Get better results from your Big Data. Learn how to build a better Hadoop business service using BMC ControlM for better service quality, and increased business agility.
Every industry segment is already using Big Data. If yours is not in the above list, it’s only because there’s not enough room.
This is a single-slide explanation and justification for Hadoop:
Companies have lots of data both conventional structured data and new types. But the fundamental problem is there is more data than can be economically processed with traditional approaches.
The traditional approach takes the ENTIRE data set and loads/copies into a relational database or some other file structure and processes it from top to bottom sequentially. This takes a long time and the hardware is VERY expensive. Even if money was no object, and when is THAT ever the case, getting bigger and bigger hardware would still give relatively incremental increases to capacity and speed.
Hadoop on the other hand, uses a cluster of cheap (NOT inexpensive but cheap) hardware that is expected to fail and so is disposable. (The cluster technology provides full redundancy so that when (not if) a component fails, the switch to an alternate copy of the data being processed is completely transparent).
The data is broken up into as many pieces as you have servers in the cluster (the largest Hadoop clusters have tens of thousands of nodes) and is processed in parallel. It is common for processing time to drop from hours or even days to minutes.
So let’s talk about a project to deliver the first business service to take advantage of Big Data.
You’ll see in a moment why (Hadoop) is in brackets.
A business requirement/goal is established and Application Developers start designing. One of the first steps/requirements that we have heard from almost every single customer we’ve talked to is identifying the data that will be processed. Almost without exception, that data includes a whole bunch of traditional data sources like relational databases, data processed by ETL tools, data transferred from various sources and perhaps some new data types like social, web click or sensor data.
Then all the other phases of Application Development are performed.

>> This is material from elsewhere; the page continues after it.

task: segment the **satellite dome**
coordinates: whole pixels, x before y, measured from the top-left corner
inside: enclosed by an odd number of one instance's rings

This sounds very similar to other projects and in fact, much of what I’m about to discuss applies to just about every application development project.
So this sounds easy, right? Just like the stuff you do all the time. Perhaps not.
The pressure to deliver Big Data applications is huge. Many identify Big Data initiatives as key competitive differentiators and time is not your friend.
Hadoop and Big Data are relatively new technologies so there are few experienced, seasoned practitioners. According to Gartner, in the next few years, the market will provide only 25% of the required staffing to fill Big Data positions.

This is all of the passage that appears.